Abstract

With the rapid development of deep learning, automatic lesion detection is used widely in clinical screening. To solve the problem that existing deep learning-based cervical precancerous lesion detection algorithms cannot meet high classification accuracy and fast running speed at the same time, a ShuffleNet-based cervical precancerous lesion classification method is proposed. By adding channel attention to the ShuffleNet, the network performance is improved. In this study, the image dataset is classified into five categories: normal, cervical cancer, LSIL (CIN1), HSIL (CIN2/CIN3), and cervical neoplasm. The colposcopy images are expanded to solve the problems of the lack of colposcopy images and the uneven distribution of images from each category.

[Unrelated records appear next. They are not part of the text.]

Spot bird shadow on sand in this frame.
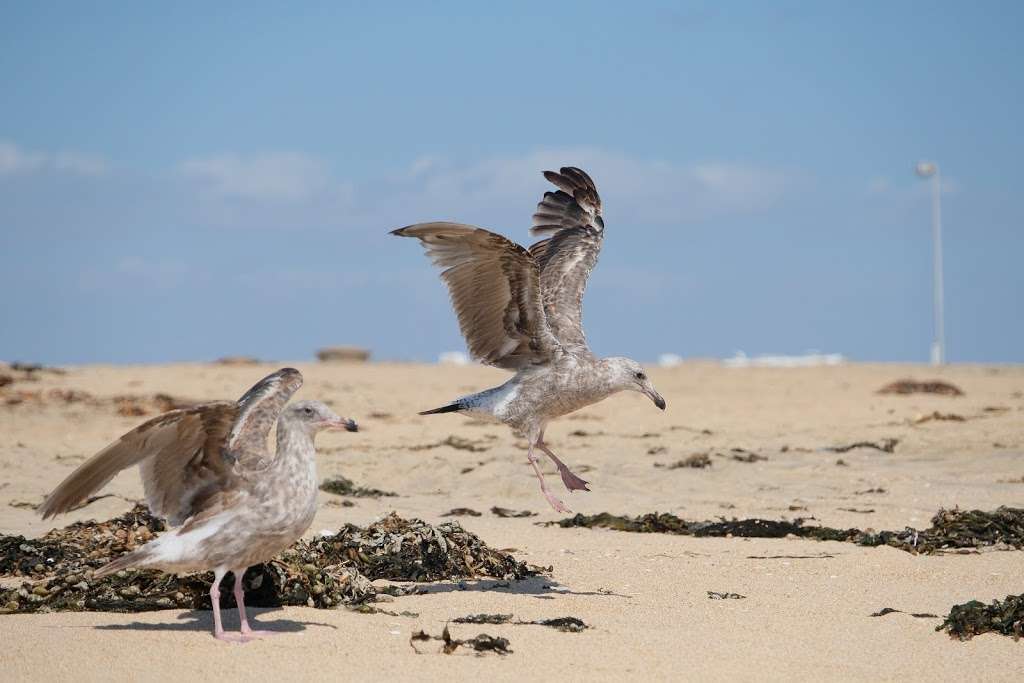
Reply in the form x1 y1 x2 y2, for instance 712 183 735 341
95 606 338 633
407 577 630 600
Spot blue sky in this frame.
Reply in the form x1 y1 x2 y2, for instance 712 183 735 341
0 2 1024 364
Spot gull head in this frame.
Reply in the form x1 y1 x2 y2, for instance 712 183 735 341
606 358 666 411
284 400 358 435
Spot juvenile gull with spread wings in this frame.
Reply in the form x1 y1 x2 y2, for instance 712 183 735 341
40 368 356 641
392 167 665 512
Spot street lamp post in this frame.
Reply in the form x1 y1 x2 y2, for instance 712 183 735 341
914 161 946 366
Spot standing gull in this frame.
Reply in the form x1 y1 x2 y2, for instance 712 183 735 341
40 368 356 642
392 167 665 512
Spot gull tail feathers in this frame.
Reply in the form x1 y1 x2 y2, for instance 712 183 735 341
420 400 469 415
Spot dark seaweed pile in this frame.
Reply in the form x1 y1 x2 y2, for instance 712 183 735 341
319 474 398 498
0 506 538 612
549 507 1024 554
452 614 590 633
409 625 512 654
935 594 1024 640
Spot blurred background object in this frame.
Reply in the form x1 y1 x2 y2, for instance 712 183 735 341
0 1 1024 364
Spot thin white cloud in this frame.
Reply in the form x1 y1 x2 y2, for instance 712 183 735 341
51 153 109 176
0 140 106 176
179 153 330 202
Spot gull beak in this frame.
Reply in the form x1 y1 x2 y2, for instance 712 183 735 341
643 387 667 411
329 418 359 432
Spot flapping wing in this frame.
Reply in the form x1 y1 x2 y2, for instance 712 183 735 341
39 401 238 524
225 368 302 469
529 167 604 350
392 223 557 370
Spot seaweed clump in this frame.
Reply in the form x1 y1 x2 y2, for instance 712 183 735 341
319 474 398 498
0 506 538 612
935 594 1024 640
548 507 1024 554
452 614 590 633
409 624 512 654
323 513 540 582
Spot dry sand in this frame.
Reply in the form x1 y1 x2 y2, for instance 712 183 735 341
0 362 1024 680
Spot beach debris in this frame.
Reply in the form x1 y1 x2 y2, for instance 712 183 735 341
654 453 712 470
409 434 496 453
878 379 964 396
543 507 1024 555
868 607 939 618
409 624 512 654
935 594 1024 640
708 591 746 600
718 449 768 463
669 425 715 436
2 388 199 417
910 411 967 425
347 602 420 618
452 614 512 624
0 506 540 612
532 616 590 633
441 508 483 517
490 505 537 517
213 355 264 366
316 346 370 362
319 474 398 498
822 438 899 453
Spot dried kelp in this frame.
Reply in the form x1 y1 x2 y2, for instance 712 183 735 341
729 449 768 463
545 507 1024 554
323 513 539 582
935 594 1024 640
2 388 198 417
822 438 899 453
0 505 166 579
452 614 512 624
452 614 590 633
708 591 746 600
910 411 967 425
0 506 538 612
878 380 964 396
654 453 712 470
868 607 939 618
409 624 512 654
441 508 483 517
490 505 537 517
409 434 496 453
321 474 398 498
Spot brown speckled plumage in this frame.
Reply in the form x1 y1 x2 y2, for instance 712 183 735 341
40 368 355 640
392 167 665 511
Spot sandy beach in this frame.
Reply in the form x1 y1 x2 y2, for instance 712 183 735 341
0 361 1024 680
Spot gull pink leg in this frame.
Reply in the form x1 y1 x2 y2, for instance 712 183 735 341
234 569 278 640
526 443 572 512
537 429 590 492
537 441 590 490
210 569 242 643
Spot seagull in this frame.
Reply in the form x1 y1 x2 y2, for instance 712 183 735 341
39 368 357 642
391 167 666 512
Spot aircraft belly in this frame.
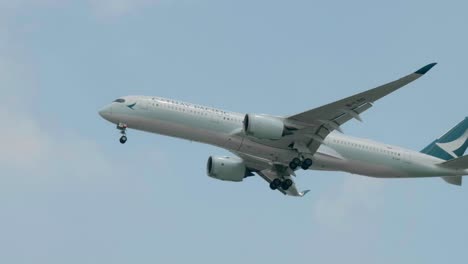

For the test dataset, the accuracy of the proposed CNN models is 81.23% and 81.38%. Our classifier achieved an AUC score of 0.99. The experimental results show that the colposcopy image classification network based on artificial intelligence has good performance in classification accuracy and model size, and it has high clinical applicability.

1. Introduction

Cervical cancer is the fourth most common female cancer. The statistics of WHO show roughly 604,000 new cases worldwide in 2020, accounting for 6.5% of all new cancer cases in women [1]. The early cure rate of cervical cancer is high, but the lack of signs and symptoms at this stage hinders the early diagnosis. A successful screening program can avoid cervical cancer death and reduce the incidence and persistence of the disease [2]. According to statistics, more than 311,000 cervical cancer deaths occur every year. Due to the lack of experienced health care staff and insufficient funds for the screening system, cervical cancer screening facilities are very scarce in developing countries [3]. Therefore, it is necessary to use automated and effective screening methods, to reduce the cost of early detection of cervical cancer. Cervical cancer screening follows the following workflow: HPV test, cytology or PAP smear test, colposcopy, and biopsy [4]. The PAP smear image screening is to take a small number of cell samples from the cervix of the uterus, placing them on glass slides, and then study whether they are abnormal under a microscope. This method is time-consuming and depends on the experience of pathologists. Different pathologists will see different results in the same film. The HPV test is a DNA test. PAP smear and HPV test are very expensive treatments with low sensitivity. Therefore, colposcopy is widely used in developing countries. Colposcopy identifies cervical lesions by using a low magnification microscope under a strong light source [5]. Its accuracy highly depends on the skills of physicians. There are significant differences in the detection rate of lesions among different colposcopy physicians. This has aroused people’s attention to the insufficient diagnosis of lesions (including missed diagnosis of cervical cancer) and excessive diagnosis of lesions [69]. Excessive diagnosis of lesions may lead to the excessive treatment of low-grade cervical lesions, increasing the risk of infection and economic burden [10].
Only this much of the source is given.